By Foo Yun Chee
BRUSSELS (Reuters) - Abu Dhabi-based Etihad Airways is set to win EU antitrust approval for its purchase of 49 percent of Italian peer Alitalia after agreeing to minor concessions, two people familiar with the matter said on Wednesday.
State-owned Etihad's stake buy is part of a 1.76-billion-euro (1.38 billion pound) rescue plan for loss-making Alitalia.
The tie-up will provide funds for Alitalia to invest in more profitable long-haul routes and make it less dependant on domestic and regional services, where it faces fierce competition from low-cost airlines and high-speed trains.
Etihad in turn will reinforce its presence in Europe's fourth-largest travel market with 25 million passengers.
"The European Commission is expected to approve the deal," said one of the sources who declined to be named because the EU decision is not yet official.

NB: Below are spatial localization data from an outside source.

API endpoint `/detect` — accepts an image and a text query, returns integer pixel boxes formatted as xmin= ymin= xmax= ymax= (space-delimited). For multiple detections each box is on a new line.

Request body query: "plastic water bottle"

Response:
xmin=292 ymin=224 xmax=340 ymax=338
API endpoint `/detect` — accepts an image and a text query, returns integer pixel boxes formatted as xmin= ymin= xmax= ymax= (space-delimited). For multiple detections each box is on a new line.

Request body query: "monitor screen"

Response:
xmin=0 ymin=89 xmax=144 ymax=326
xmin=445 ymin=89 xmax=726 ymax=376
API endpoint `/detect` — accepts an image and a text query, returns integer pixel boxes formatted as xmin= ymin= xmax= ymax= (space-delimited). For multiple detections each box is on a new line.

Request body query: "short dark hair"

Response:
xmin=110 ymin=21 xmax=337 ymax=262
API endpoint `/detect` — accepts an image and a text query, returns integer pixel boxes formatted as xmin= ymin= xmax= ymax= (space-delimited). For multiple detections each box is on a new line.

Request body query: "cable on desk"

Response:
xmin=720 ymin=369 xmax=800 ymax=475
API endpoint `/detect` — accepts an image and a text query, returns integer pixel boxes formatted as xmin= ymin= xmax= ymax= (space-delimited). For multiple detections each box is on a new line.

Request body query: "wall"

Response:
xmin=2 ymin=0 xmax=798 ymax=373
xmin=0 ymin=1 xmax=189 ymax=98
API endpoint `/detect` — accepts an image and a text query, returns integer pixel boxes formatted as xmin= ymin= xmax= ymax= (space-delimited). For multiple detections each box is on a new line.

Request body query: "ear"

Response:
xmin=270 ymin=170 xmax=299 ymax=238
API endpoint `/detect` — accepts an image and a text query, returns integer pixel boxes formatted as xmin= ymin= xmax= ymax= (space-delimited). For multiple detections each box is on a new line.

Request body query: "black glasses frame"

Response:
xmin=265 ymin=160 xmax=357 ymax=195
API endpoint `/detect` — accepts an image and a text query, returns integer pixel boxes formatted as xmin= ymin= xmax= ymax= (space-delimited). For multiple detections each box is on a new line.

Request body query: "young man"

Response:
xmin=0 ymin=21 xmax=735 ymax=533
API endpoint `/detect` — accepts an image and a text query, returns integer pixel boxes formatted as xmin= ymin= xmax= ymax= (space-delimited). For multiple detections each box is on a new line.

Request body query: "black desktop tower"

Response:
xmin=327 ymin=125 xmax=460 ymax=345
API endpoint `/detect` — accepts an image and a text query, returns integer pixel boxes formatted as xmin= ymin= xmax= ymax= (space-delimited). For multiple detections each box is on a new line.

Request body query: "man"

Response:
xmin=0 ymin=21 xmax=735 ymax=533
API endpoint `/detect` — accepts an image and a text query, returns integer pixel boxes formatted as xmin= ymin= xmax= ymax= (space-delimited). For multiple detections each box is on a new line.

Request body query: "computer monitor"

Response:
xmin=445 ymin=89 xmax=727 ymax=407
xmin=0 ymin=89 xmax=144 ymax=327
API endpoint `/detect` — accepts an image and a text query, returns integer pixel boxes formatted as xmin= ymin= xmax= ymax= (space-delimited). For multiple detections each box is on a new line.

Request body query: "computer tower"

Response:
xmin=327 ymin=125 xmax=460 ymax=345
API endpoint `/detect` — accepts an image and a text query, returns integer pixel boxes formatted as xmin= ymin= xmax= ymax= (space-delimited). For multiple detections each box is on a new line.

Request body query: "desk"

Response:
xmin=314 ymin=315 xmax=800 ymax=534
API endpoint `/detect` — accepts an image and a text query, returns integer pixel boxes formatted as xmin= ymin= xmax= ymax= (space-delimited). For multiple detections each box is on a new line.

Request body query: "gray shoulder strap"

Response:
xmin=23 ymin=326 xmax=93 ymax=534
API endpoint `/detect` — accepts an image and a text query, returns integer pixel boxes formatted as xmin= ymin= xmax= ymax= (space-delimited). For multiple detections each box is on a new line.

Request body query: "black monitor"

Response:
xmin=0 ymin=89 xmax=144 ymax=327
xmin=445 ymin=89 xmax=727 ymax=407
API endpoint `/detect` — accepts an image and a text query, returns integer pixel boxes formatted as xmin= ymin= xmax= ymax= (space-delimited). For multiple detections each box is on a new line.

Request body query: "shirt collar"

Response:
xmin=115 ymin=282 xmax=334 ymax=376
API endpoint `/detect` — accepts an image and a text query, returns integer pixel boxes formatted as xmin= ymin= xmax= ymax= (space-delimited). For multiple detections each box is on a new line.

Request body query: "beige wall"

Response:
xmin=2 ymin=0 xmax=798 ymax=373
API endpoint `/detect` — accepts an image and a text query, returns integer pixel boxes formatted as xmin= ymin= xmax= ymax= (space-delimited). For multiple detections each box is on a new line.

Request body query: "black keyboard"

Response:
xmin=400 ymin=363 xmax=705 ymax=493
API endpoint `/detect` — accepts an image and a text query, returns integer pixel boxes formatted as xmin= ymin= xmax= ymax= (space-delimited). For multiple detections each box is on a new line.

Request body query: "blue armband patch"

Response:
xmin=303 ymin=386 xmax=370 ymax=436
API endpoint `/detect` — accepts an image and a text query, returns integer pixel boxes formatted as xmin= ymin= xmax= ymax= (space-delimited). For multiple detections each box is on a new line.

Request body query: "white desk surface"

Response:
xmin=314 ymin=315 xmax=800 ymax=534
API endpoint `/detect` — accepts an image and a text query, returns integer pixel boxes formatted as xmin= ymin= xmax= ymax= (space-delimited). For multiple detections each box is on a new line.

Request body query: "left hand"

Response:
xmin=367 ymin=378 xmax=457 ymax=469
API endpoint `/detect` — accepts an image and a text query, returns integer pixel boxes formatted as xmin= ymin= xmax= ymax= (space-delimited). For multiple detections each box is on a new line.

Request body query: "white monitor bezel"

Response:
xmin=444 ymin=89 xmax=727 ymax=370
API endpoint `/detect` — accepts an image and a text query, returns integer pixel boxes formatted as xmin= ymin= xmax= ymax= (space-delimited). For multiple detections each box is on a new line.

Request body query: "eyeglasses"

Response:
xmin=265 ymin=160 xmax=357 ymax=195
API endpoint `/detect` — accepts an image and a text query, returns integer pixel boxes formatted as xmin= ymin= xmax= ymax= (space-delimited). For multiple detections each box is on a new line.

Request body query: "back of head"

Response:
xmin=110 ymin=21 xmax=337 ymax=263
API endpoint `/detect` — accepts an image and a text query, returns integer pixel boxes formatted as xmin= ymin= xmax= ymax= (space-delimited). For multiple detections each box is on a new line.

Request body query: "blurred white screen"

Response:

The sources said the EU antitrust authority had accepted the airlines' offer to give up some airport slots on the Rome-Belgrade route to facilitate rivals and allay the regulator's concerns that the deal may reduce competition.
"The concession is in line with previous airline deals," one of the people said.
Commission spokesman Ricardo Cardoso declined to comment. Etihad and Alitalia were not immediately available for comment.
Existing shareholders, including state-owned Poste Italiane, are also taking part in Alitalia's rescue scheme.